You've mentioned the profit from the laundries,
and agree your logic. Would love to see an audit of the records in light of some of the human testimony that seems to have been kicked into touch.
For me another dimension of the 'math' was more
concerning, the report parameters cover 74 years, in 10 locations, which had a capacity for 1200 women. The report only accepts there were 10,000 women.
That averages 135 incarcerated women a year, or 13/14 per unit per year.
Photographs show many more than that and what on earth would nuns be doing with 1200 capacity yet using little over 10% of it ?
Would like a forensic audit of the work records per location, correlated with numbers there to do it, within the overall figures proposed by the report. I doubt they'd stack.
Also felt the report took human suffering and negated it into percentages which adds to the inhumanity.
There is independent testimony which supports higher figures and with a business head on, this report in it's contradictions, may prove those more accurate than the report itself!!!
A mass grave had 155 bodies, 20 unregistered, one of those headless ?
The testimony of the women differs in other reports which are recognised as truthful accounts, so all in all, my take on the numbers is it's a complete WHITEWASH.
We have several common mentalities in this country that I find appalling. Among them is the idea that we all have to “get what we're entitled to” before someone else does. My wife, a wheelchair-user, has faced this. She works and doesn't claim disability benefit. The only benefits she claims are in relation to her car, which given the hilly landscape of our town and the lack of reliable wheelchair access on public transport is a necessity.

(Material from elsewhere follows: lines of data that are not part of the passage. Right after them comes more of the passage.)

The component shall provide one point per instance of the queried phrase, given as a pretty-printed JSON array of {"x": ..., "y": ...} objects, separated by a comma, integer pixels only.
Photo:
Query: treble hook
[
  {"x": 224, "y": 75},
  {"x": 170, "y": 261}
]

But the same people who say that are the ones judging, as you say, young single mothers, assuming they'll be living off the state until they're married.
There's a strong undercurrent of lad mentality among Irish people. Our politicians got by for years on doing favours for each other. Old men in suits shaking hands behind closed doors. Never expecting that one day we would ask them to step outside so we could see what was going on. Our leaders talk about us being a progressive country, but even twenty years ago we were clutching on to gender-based prejudices that had been the core of rights movements in the 60s and 70s in the UK and America.
At what point did we forget to stop hating women?
The Magdalene Laundries, and similar institutions, were nothing but modern-day slave-owners. No-one has a right to deny an apology (at the very least) for that, least of all on the grounds of “it'll cost too much,” “they never turned a profit” and “at least they weren't raped.”
This report only interviewed 100 women I heard on the radio. I believe the women who are not represented & whom were abused, women whose children were taken from them. What a shameful country we are & how low not to issue an apology for fear of giving money away.
The whole thing sickens me. There's no way that profit wasn't made on the backs of these poor souls.